Coming out of QT over the surface of Hurston, I had to admit: this ship was nice. Yeah, she handled like a brick, but compared to a lot of the industrial ships I trained on, she was downright agile. A little janky, perhaps, (Why is there an MFD just lying on the floor? Did Lily try to fix something? I mentally recalculated our odds of survival.) but she seemed to be in working order. She had that decades-lived-in charm that Drake ships seem to roll off the line with. Lily was in the port-side turret. Lily’s latest girlfriend was in the starboard one. Lily had introduced her, but I couldn’t remember her name now. Amber? Ruby? Some kind of stone.

I hit the comms. “30 klicks out from our waypoint. I hope your information is good.”

“My info’s always good, A. Name one time I’ve had shoddy intel.”

“We’d be here all day. Like that time you had a great lead on four thousand SCU of self-sealing st—shit! We have contacts! Five contacts. You said there would be TWO of them, Lil!”
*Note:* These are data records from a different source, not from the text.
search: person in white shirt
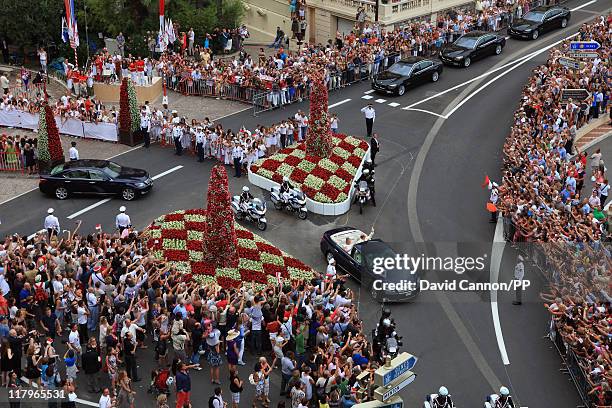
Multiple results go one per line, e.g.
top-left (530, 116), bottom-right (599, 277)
top-left (44, 208), bottom-right (60, 238)
top-left (361, 103), bottom-right (376, 137)
top-left (68, 142), bottom-right (79, 161)
top-left (115, 205), bottom-right (132, 234)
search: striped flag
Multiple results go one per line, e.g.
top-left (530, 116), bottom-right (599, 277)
top-left (62, 0), bottom-right (79, 49)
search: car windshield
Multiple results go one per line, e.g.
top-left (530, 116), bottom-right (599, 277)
top-left (389, 62), bottom-right (413, 76)
top-left (102, 162), bottom-right (121, 178)
top-left (51, 164), bottom-right (64, 176)
top-left (455, 36), bottom-right (478, 48)
top-left (523, 11), bottom-right (544, 23)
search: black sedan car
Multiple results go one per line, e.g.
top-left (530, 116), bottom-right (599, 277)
top-left (38, 160), bottom-right (153, 201)
top-left (440, 31), bottom-right (506, 68)
top-left (508, 6), bottom-right (571, 40)
top-left (321, 227), bottom-right (419, 302)
top-left (372, 57), bottom-right (443, 96)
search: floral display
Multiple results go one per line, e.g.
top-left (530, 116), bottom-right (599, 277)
top-left (306, 71), bottom-right (333, 157)
top-left (144, 209), bottom-right (315, 287)
top-left (203, 164), bottom-right (238, 267)
top-left (249, 134), bottom-right (369, 203)
top-left (38, 104), bottom-right (65, 168)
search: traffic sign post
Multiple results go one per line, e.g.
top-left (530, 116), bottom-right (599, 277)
top-left (374, 352), bottom-right (418, 387)
top-left (374, 371), bottom-right (416, 402)
top-left (559, 57), bottom-right (584, 69)
top-left (353, 397), bottom-right (404, 408)
top-left (570, 50), bottom-right (599, 58)
top-left (570, 41), bottom-right (601, 51)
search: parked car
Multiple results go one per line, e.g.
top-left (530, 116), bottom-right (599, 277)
top-left (38, 159), bottom-right (153, 201)
top-left (321, 227), bottom-right (419, 302)
top-left (372, 57), bottom-right (444, 96)
top-left (440, 31), bottom-right (506, 68)
top-left (508, 6), bottom-right (571, 40)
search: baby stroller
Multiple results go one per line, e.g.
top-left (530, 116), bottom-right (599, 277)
top-left (147, 368), bottom-right (174, 395)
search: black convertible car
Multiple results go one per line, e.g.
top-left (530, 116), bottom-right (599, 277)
top-left (440, 31), bottom-right (506, 68)
top-left (321, 227), bottom-right (419, 302)
top-left (372, 57), bottom-right (443, 96)
top-left (38, 160), bottom-right (153, 201)
top-left (508, 6), bottom-right (571, 40)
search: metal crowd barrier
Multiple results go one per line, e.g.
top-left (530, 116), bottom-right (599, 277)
top-left (0, 151), bottom-right (25, 173)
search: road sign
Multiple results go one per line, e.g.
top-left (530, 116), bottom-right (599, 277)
top-left (570, 41), bottom-right (601, 51)
top-left (559, 57), bottom-right (584, 69)
top-left (374, 352), bottom-right (418, 387)
top-left (561, 89), bottom-right (591, 103)
top-left (374, 371), bottom-right (416, 402)
top-left (353, 397), bottom-right (404, 408)
top-left (571, 50), bottom-right (599, 58)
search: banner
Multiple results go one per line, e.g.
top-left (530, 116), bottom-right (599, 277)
top-left (0, 110), bottom-right (118, 142)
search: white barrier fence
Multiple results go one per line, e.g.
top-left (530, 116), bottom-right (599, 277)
top-left (0, 110), bottom-right (117, 142)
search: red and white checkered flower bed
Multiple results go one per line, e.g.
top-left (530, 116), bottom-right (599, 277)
top-left (145, 209), bottom-right (315, 288)
top-left (250, 134), bottom-right (369, 203)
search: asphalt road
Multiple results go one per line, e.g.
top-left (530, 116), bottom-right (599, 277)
top-left (0, 0), bottom-right (612, 407)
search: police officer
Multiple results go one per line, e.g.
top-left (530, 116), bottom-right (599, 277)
top-left (355, 168), bottom-right (376, 207)
top-left (232, 142), bottom-right (244, 177)
top-left (44, 208), bottom-right (60, 238)
top-left (115, 205), bottom-right (132, 234)
top-left (494, 387), bottom-right (514, 408)
top-left (280, 176), bottom-right (293, 202)
top-left (240, 186), bottom-right (254, 209)
top-left (172, 118), bottom-right (183, 156)
top-left (195, 126), bottom-right (206, 163)
top-left (140, 106), bottom-right (151, 149)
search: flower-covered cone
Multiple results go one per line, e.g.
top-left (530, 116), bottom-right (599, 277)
top-left (203, 165), bottom-right (238, 268)
top-left (306, 72), bottom-right (333, 157)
“And both of them are here, just like I said!” I could practically hear her grin over the staticky channel.

“And you said one of them would be a gunship like this one, not a bunch of tiny fighters. I’m counting on you two to take them out.”

After that there was no time to talk, as our bounty—and apparently all of his friends—opened fire. I did my best to evade and bring our forward guns to bear on them, but they had the advantage of me. Lily and her girl returned fire, but one of them stayed stubbornly in our blind spot. They took down two ships before our shields started to collapse.

“We’re in trouble here. Shields are going down. I’m going to disengage.”

Lily called back, “Fuck it, I’m taking the Fury out. Open the ramp, A!”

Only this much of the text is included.